Co-président du Front de gauche, Jean-Luc Mélenchon a quant à lui estimé « discutable » l’engagement militaire au Mali et, comme Noël Mamère, « condamnable » le faut qu’il a été décidé « sans en saisir préalablement ni le gouvernement ni le Parlement. »

« L’intérêt d’une intervention militaire extérieure pour régler le problème posé au nord du Mali est discutable. En décider alors que les intérêts fondamentaux de la France ne sont pas en cause, selon le chef de l’Etat lui-même, et alors que les troupes africaines sont engagées, est discutable » a-t-il poursuivi.

Enfin, à l’extrême gauche, l’on ne pouvait guère s’attendre à une adhésion à la décision du président Hollande.
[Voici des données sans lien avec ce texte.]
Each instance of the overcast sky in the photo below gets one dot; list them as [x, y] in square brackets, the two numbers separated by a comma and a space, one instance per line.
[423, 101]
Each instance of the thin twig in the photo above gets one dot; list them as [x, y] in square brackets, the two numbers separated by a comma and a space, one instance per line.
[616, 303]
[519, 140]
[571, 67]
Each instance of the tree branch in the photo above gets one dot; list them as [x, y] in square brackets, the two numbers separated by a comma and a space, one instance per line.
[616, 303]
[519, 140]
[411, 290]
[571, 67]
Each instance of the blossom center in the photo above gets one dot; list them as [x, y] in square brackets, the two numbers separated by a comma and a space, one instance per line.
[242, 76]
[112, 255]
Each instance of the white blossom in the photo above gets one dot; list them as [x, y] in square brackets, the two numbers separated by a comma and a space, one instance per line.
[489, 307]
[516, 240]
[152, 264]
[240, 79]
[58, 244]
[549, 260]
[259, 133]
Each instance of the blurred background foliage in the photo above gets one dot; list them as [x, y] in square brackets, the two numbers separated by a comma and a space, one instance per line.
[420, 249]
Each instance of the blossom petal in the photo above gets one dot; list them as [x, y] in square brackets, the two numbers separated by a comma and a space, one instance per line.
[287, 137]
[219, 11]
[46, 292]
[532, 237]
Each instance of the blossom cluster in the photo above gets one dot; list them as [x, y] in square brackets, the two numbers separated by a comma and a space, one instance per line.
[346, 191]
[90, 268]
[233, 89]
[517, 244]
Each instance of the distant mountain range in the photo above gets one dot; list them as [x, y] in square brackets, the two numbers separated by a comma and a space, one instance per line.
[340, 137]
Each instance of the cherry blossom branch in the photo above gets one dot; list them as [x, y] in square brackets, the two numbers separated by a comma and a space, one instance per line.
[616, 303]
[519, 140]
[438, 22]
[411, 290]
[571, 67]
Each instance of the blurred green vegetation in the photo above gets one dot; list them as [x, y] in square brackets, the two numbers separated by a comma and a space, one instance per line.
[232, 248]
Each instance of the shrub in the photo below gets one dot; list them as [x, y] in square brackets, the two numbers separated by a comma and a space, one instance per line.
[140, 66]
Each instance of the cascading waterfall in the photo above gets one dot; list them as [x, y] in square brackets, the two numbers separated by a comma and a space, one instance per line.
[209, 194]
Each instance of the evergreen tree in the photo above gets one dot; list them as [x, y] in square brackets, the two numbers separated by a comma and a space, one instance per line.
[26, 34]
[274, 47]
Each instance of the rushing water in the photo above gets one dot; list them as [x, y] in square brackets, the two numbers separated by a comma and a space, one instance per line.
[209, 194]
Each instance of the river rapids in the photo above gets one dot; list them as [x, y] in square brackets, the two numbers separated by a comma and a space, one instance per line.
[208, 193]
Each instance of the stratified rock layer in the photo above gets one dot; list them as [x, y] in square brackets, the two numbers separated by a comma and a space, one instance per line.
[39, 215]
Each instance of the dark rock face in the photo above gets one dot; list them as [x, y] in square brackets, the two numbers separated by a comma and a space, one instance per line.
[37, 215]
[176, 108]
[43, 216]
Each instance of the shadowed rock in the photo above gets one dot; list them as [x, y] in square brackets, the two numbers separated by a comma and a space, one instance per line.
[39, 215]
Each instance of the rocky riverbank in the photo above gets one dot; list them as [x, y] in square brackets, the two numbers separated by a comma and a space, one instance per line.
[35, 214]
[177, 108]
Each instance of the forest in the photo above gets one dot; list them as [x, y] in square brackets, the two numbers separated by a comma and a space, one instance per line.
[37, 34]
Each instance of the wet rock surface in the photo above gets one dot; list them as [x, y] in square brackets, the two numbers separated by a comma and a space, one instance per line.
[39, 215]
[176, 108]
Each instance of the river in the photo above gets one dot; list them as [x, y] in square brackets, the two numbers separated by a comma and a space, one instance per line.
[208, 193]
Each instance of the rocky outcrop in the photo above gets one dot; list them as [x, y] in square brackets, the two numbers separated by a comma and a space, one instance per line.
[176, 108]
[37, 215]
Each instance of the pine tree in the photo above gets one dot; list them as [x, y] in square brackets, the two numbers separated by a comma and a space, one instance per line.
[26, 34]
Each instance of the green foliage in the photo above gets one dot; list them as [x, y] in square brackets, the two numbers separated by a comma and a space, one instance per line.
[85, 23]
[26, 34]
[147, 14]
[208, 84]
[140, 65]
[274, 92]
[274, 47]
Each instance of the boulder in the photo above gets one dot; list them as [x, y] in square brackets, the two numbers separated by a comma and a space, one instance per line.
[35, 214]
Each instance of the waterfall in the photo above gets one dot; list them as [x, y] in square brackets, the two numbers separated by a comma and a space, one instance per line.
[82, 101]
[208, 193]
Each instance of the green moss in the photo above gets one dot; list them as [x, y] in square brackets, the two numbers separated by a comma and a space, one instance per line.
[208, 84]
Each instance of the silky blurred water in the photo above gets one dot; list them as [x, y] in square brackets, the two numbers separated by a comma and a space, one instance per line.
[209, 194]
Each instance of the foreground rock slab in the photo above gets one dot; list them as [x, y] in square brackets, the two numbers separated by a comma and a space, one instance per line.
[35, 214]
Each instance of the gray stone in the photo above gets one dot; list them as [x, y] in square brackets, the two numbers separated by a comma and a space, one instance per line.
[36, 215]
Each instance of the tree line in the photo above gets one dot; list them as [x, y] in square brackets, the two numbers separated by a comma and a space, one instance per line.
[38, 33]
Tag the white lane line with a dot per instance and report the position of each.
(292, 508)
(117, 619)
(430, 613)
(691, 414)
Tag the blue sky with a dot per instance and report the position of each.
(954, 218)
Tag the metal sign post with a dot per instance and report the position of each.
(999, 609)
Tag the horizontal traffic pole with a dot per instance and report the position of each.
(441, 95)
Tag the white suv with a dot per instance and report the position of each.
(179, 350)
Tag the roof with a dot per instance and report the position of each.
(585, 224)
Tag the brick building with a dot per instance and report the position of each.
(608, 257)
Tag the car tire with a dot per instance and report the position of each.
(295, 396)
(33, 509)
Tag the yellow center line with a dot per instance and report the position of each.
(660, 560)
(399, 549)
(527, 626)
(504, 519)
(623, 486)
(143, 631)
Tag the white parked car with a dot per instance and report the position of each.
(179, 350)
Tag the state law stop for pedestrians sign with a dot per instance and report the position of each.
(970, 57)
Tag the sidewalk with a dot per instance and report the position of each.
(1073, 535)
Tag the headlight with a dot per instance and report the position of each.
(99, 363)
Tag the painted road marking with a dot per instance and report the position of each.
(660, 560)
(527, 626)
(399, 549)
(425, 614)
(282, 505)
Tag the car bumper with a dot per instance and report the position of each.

Fidèle à lui-même, le Nouveau parti anticapitaliste parle d’une « intervention militaire impérialiste décidée par Hollande, une fois de plus sur le dos des peuples », estimant que la « menace islamiste constitue le paravent de cette opération. »

Même chose pour Lutte ouvrière, qui, par la voix de Nathalie Arthaud, sa porte-parole, dénonce l’opération au Mali, décidée pour « maintenir un ordre économique qui permet aux grands groupes français de piller ces pays. »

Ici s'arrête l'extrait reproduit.